Ontario is another step closer to developing the Ring of Fire mineral deposit in the remote northwest with terms of reference for a new road submitted for an environmental assessment.
“This is a move forward for us in terms of economic reconciliation, in alleviating the conditions in the community, the poverty levels we have faced,” Chief Bruce Achneepineskum of Marten Falls First Nation said Thursday. “There’s a lot of work to do.”
The Ring of Fire deposit holds minerals needed for the production of electric vehicles including: chromite, nickel, copper, cobalt and platinum.
Marten Falls First Nation and the Webequie First Nation are submitting the terms of reference for the so-called “northern road link.” The road would become the final all-season route out of the massive mining area, connecting to major highways that link to southern Ontario.

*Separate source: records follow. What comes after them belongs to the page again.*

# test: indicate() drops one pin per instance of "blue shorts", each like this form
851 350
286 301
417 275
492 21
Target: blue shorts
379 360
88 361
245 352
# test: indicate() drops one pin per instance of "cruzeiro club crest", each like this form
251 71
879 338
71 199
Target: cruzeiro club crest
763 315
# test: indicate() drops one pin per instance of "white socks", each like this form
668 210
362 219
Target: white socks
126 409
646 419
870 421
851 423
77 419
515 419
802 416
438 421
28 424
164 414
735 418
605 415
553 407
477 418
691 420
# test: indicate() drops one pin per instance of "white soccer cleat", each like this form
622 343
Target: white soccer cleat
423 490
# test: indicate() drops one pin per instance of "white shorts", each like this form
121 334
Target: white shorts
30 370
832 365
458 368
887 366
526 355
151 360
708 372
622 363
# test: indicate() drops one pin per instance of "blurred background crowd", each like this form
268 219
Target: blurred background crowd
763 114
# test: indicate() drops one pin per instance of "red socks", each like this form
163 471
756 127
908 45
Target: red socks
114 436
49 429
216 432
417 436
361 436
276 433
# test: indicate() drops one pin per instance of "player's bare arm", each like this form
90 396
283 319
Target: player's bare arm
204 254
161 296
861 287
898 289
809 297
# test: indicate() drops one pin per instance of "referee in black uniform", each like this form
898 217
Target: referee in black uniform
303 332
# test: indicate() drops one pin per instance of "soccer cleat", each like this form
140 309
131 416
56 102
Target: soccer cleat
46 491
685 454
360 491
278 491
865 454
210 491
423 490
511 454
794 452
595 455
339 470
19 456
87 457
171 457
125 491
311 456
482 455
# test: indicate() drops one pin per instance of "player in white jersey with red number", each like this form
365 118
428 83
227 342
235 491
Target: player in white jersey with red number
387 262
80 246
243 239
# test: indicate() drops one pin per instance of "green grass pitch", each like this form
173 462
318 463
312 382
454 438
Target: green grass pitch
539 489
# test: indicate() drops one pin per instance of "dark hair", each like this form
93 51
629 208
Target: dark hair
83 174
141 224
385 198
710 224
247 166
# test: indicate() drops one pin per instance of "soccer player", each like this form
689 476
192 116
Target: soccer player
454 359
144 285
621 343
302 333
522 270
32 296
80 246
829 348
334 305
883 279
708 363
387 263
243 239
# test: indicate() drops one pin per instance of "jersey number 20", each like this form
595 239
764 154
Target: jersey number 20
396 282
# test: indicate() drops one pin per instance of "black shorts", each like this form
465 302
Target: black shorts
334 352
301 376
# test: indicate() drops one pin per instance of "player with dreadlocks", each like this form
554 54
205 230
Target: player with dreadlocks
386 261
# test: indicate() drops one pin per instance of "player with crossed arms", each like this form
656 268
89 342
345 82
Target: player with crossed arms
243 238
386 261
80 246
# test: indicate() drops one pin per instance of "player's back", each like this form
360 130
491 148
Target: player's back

It’s located about 500 kilometres northeast of Thunder Bay.
The distance of the northern road link is equal to driving from Toronto to Montreal, said Greg Rickford, minister of Northern Development, Mines, Natural Resources and Forestry.
“We’re connecting industries, resources and workers in the north to the auto industry and EV battery manufacturers in the south so we can unlock the full economic potential of northern Ontario,” Premier Doug Ford said.
“We’re working side-by-side with our Indigenous partners to ensure that communities around the Ring of Fire have access to the roads needed not only to support development, but also to improve access to everyday essentials like fuel, groceries and health care.”
Chief Cornelius Wabasse of Webique First Nation said the environmental assessment will incorporate Indigenous principles within the provincial oversight process and called it an “important milestone.”
Last month, auto giant Stellantis (parent company of Chrysler, Dodge and Jeep) announced a $5 billion EV battery plant to be built in Windsor.